Although Enphase hasn’t been the highest-quality company lately, it found a few growth initiatives in the past that worked out wonderfully. Its four-year average ROIC was 44.6%, splendid for an industrials business.

We like to invest in businesses with high returns, but the trend in a company’s ROIC is what often surprises the market and moves the stock price. Over the last few years, Enphase’s ROIC has unfortunately decreased significantly. We like what management has done in the past, but its declining returns are perhaps a symptom of fewer profitable growth opportunities.
11. Balance Sheet Assessment
Businesses that maintain a cash surplus face reduced bankruptcy risk.

Enphase is a profitable, well-capitalized company with $1.51 billion of cash and $1.20 billion of debt on its balance sheet. This $308.5 million net cash position is 6.5% of its market cap and gives it the freedom to borrow money, return capital to shareholders, or invest in growth initiatives. Leverage is not an issue here.
12. Key Takeaways from Enphase’s Q4 Results
We were impressed by Enphase’s optimistic revenue guidance for next quarter, which blew past analysts’ expectations. We were also glad its EPS outperformed Wall Street’s estimates. Zooming out, we think this quarter featured some important positives. The stock traded up 5.9% to $39.08 immediately after reporting.
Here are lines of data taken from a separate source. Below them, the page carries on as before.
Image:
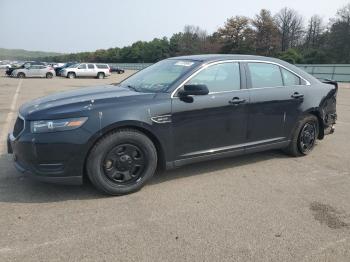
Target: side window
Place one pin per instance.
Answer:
(265, 75)
(289, 79)
(82, 66)
(219, 78)
(101, 66)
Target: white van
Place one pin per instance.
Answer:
(86, 70)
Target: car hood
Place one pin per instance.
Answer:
(76, 101)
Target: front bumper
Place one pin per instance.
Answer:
(47, 161)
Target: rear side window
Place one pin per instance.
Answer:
(265, 75)
(102, 66)
(82, 66)
(290, 79)
(219, 77)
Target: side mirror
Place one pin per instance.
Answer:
(195, 90)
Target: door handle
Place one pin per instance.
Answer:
(297, 95)
(236, 101)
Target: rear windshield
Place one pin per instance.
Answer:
(102, 66)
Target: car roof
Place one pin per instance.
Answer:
(219, 57)
(222, 57)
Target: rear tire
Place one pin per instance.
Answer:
(21, 75)
(71, 75)
(49, 75)
(121, 162)
(304, 137)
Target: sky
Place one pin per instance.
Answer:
(86, 25)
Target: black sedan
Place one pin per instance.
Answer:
(175, 112)
(118, 70)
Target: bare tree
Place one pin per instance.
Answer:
(267, 38)
(237, 35)
(290, 25)
(314, 32)
(339, 36)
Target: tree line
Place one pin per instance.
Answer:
(286, 35)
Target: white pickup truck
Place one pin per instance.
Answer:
(86, 70)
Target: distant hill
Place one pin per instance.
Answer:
(21, 54)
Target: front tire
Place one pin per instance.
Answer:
(121, 162)
(304, 137)
(21, 75)
(49, 75)
(71, 75)
(100, 75)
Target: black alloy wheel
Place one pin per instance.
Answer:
(124, 164)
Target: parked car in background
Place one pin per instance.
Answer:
(178, 111)
(34, 71)
(4, 66)
(117, 70)
(86, 70)
(24, 65)
(61, 67)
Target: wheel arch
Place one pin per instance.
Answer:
(317, 113)
(135, 125)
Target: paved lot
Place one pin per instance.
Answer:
(262, 207)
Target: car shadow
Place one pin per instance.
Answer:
(215, 165)
(18, 188)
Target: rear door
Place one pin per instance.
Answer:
(213, 123)
(82, 70)
(91, 71)
(32, 71)
(276, 96)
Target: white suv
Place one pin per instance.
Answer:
(86, 70)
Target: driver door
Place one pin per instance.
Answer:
(32, 71)
(82, 70)
(213, 123)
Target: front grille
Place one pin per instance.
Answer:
(19, 126)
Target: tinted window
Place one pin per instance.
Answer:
(102, 66)
(289, 78)
(159, 76)
(218, 78)
(265, 75)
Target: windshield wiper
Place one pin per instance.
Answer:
(132, 88)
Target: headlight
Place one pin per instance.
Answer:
(46, 126)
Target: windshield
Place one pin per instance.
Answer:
(160, 76)
(73, 66)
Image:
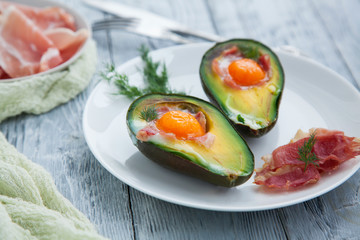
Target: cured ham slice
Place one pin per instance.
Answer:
(44, 18)
(282, 169)
(24, 50)
(34, 40)
(67, 41)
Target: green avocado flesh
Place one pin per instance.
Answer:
(227, 162)
(253, 110)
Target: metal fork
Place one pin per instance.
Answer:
(138, 27)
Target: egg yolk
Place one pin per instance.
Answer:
(246, 72)
(181, 124)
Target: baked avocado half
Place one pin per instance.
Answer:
(245, 79)
(191, 136)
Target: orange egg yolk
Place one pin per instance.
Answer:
(246, 72)
(181, 124)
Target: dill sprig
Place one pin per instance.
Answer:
(149, 113)
(156, 79)
(121, 81)
(305, 152)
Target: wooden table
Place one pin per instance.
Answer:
(327, 31)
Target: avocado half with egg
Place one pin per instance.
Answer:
(245, 79)
(191, 136)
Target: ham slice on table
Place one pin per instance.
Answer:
(34, 40)
(24, 50)
(44, 18)
(283, 170)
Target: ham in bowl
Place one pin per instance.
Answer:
(38, 39)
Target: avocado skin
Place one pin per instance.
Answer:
(179, 163)
(244, 129)
(184, 166)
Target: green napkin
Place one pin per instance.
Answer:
(30, 205)
(42, 93)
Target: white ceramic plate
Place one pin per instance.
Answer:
(314, 96)
(79, 21)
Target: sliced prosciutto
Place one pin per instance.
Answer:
(34, 40)
(44, 18)
(68, 42)
(283, 169)
(24, 50)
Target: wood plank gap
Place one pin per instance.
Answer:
(109, 41)
(281, 220)
(131, 213)
(337, 50)
(213, 23)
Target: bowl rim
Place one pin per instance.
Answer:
(78, 18)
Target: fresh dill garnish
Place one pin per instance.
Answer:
(149, 114)
(121, 81)
(156, 79)
(305, 152)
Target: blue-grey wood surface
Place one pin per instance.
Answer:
(326, 30)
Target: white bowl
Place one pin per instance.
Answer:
(80, 22)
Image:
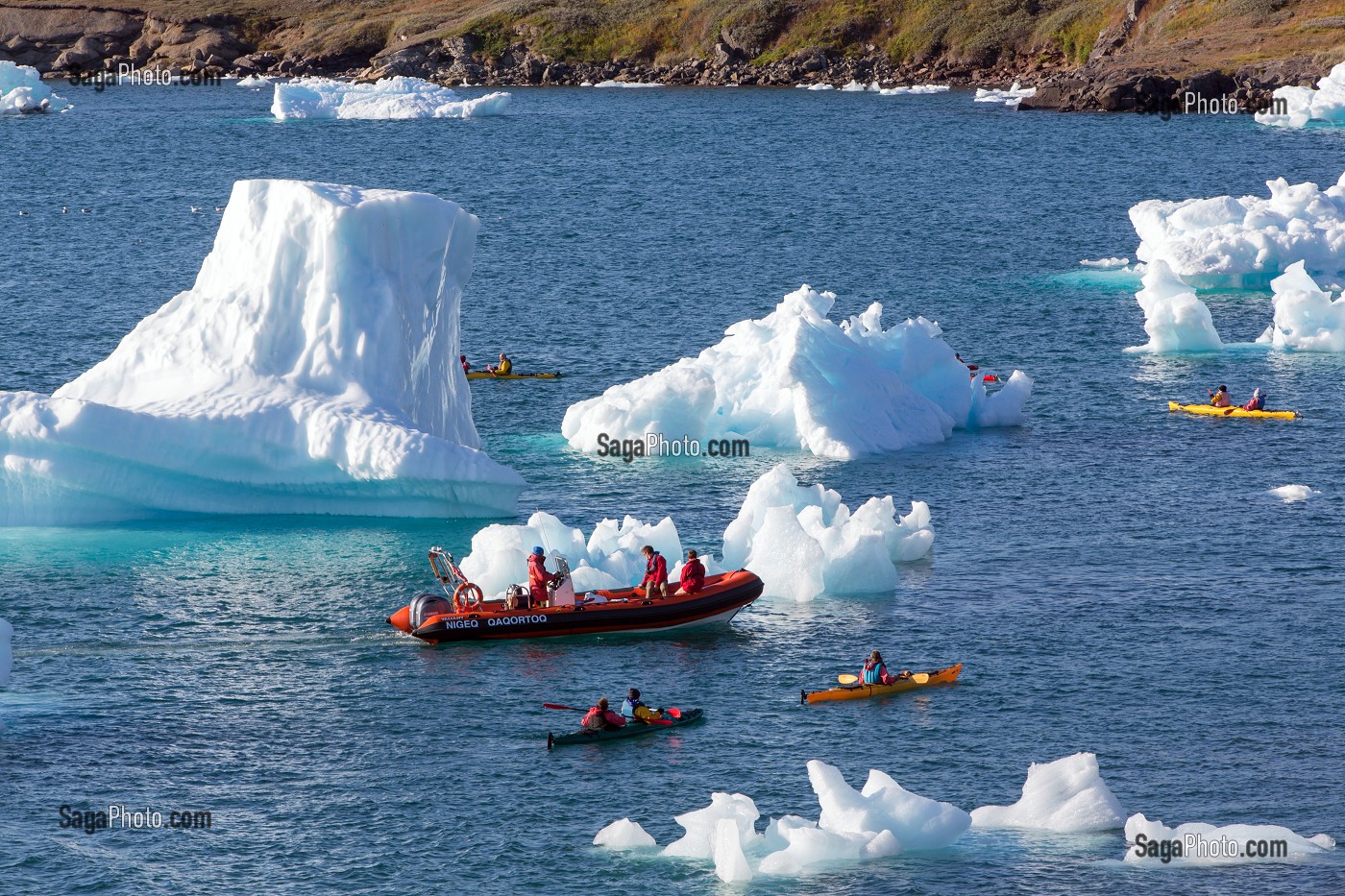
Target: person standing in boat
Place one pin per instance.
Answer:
(655, 573)
(537, 577)
(602, 718)
(635, 708)
(693, 573)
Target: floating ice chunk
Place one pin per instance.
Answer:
(1066, 795)
(702, 826)
(797, 379)
(22, 91)
(6, 651)
(1011, 97)
(309, 370)
(623, 835)
(1304, 105)
(1174, 318)
(1244, 242)
(1201, 844)
(802, 541)
(397, 97)
(1307, 319)
(1293, 494)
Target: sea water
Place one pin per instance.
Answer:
(1116, 579)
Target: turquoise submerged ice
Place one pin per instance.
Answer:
(311, 369)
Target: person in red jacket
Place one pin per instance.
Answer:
(655, 573)
(537, 577)
(693, 573)
(602, 718)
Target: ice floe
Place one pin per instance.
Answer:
(1174, 318)
(1011, 97)
(397, 97)
(22, 91)
(309, 370)
(802, 541)
(1066, 797)
(797, 379)
(1294, 493)
(1227, 241)
(1304, 105)
(1199, 844)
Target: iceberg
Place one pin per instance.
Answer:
(309, 370)
(796, 379)
(1174, 318)
(623, 835)
(22, 91)
(1066, 797)
(1153, 842)
(802, 541)
(1011, 97)
(1244, 242)
(1298, 107)
(1307, 319)
(397, 97)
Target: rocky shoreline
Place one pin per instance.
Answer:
(63, 40)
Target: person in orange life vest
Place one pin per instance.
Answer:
(693, 573)
(655, 581)
(602, 718)
(537, 577)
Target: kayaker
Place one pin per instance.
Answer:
(655, 581)
(693, 573)
(537, 577)
(602, 718)
(635, 708)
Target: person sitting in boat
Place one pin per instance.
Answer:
(693, 573)
(635, 708)
(655, 581)
(602, 718)
(537, 577)
(876, 671)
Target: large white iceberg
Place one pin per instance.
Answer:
(796, 379)
(1307, 318)
(1247, 241)
(22, 91)
(1197, 844)
(311, 369)
(1066, 797)
(802, 541)
(1297, 107)
(1174, 318)
(397, 97)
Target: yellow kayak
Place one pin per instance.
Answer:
(861, 691)
(484, 375)
(1210, 410)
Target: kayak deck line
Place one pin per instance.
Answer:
(864, 691)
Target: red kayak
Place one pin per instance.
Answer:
(433, 618)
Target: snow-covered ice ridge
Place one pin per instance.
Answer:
(884, 821)
(802, 541)
(397, 97)
(797, 379)
(1304, 105)
(311, 369)
(22, 91)
(1246, 241)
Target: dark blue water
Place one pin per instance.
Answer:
(1115, 579)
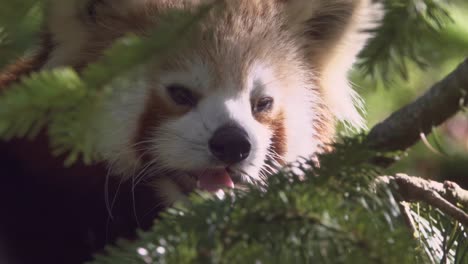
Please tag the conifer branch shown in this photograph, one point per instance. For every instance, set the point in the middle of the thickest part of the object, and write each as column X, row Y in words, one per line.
column 443, row 196
column 404, row 127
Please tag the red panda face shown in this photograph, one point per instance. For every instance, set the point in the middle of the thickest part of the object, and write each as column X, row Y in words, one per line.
column 258, row 85
column 211, row 122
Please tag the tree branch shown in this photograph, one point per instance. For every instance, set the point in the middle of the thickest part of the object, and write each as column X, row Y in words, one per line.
column 403, row 128
column 434, row 193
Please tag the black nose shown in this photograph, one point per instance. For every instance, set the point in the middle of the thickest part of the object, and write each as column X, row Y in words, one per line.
column 230, row 144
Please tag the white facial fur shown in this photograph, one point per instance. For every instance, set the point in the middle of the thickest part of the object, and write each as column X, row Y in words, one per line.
column 180, row 142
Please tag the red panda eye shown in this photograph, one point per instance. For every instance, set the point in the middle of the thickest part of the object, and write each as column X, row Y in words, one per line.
column 181, row 95
column 263, row 104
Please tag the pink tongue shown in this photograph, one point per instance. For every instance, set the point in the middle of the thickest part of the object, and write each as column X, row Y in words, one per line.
column 213, row 180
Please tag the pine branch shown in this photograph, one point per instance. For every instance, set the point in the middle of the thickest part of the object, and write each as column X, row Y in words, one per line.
column 404, row 127
column 442, row 196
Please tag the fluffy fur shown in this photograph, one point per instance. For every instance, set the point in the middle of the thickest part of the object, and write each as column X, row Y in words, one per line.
column 296, row 52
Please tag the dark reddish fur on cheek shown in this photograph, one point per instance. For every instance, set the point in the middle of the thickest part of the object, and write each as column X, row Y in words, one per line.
column 276, row 124
column 156, row 111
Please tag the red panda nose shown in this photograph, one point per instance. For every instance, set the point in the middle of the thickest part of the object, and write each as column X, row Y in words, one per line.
column 230, row 144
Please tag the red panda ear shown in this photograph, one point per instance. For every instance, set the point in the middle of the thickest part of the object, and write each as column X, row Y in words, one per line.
column 333, row 33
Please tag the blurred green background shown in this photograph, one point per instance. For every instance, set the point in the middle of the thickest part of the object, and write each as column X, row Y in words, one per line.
column 445, row 153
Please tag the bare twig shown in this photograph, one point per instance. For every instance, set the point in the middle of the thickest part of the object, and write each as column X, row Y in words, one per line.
column 443, row 196
column 403, row 128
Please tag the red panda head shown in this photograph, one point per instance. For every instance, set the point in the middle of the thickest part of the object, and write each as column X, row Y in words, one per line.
column 260, row 85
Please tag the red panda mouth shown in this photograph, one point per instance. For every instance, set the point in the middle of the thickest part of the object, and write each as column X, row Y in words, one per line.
column 213, row 180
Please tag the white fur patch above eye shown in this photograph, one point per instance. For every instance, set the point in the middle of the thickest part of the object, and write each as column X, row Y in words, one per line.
column 195, row 75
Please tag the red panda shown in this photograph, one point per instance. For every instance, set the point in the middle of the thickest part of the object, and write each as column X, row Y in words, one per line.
column 261, row 85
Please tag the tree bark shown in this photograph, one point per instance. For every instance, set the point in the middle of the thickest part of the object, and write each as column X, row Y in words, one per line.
column 404, row 127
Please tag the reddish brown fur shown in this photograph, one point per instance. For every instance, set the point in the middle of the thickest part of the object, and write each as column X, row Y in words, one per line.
column 156, row 111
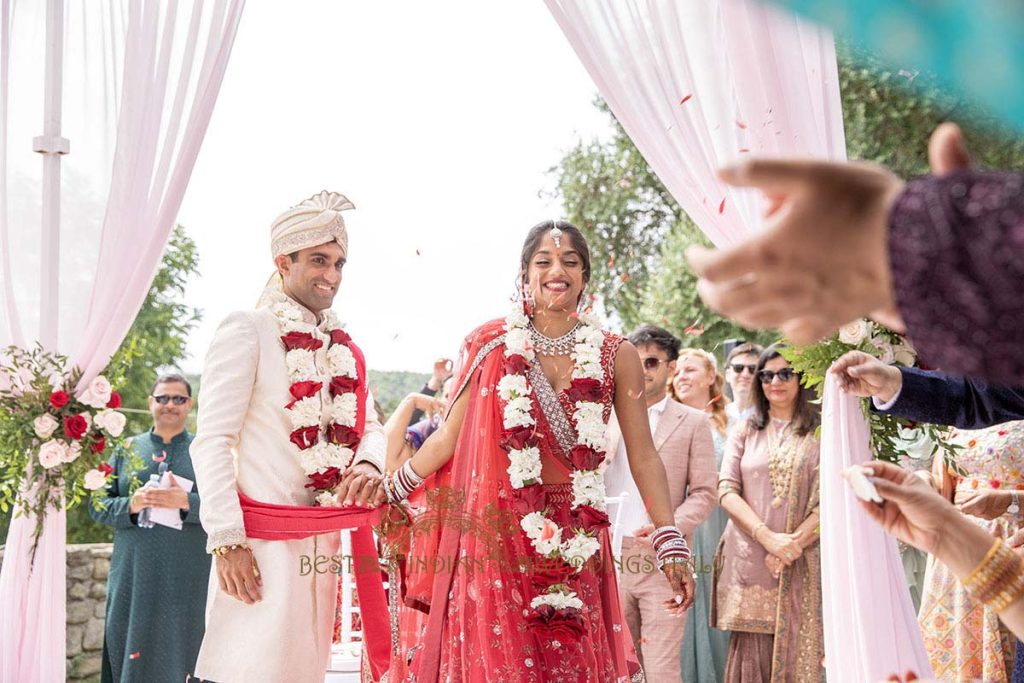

13. Is Now The Time To Buy Enphase?
Updated: February 3, 2026 at 10:36 PM EST
Before deciding whether to buy Enphase or pass, we urge investors to consider business quality, valuation, and the latest quarterly results.
We see the value of companies helping their customers, but in the case of Enphase, we’re out. Although its revenue growth was exceptional over the last five years, it’s expected to deteriorate over the next 12 months and its diminishing returns show management's prior bets haven't worked out. And while the company’s powerful free cash flow generation enables it to stay ahead of the competition through consistent reinvestment of profits, the downside is its projected EPS for the next year is lacking.
Enphase’s P/E ratio based on the next 12 months is 17.4x. This valuation multiple is fair, but we don’t have much confidence in the company. There are better investments elsewhere.
Wall Street analysts have a consensus one-year price target of $39.46 on the company (compared to the current share price of $45.01).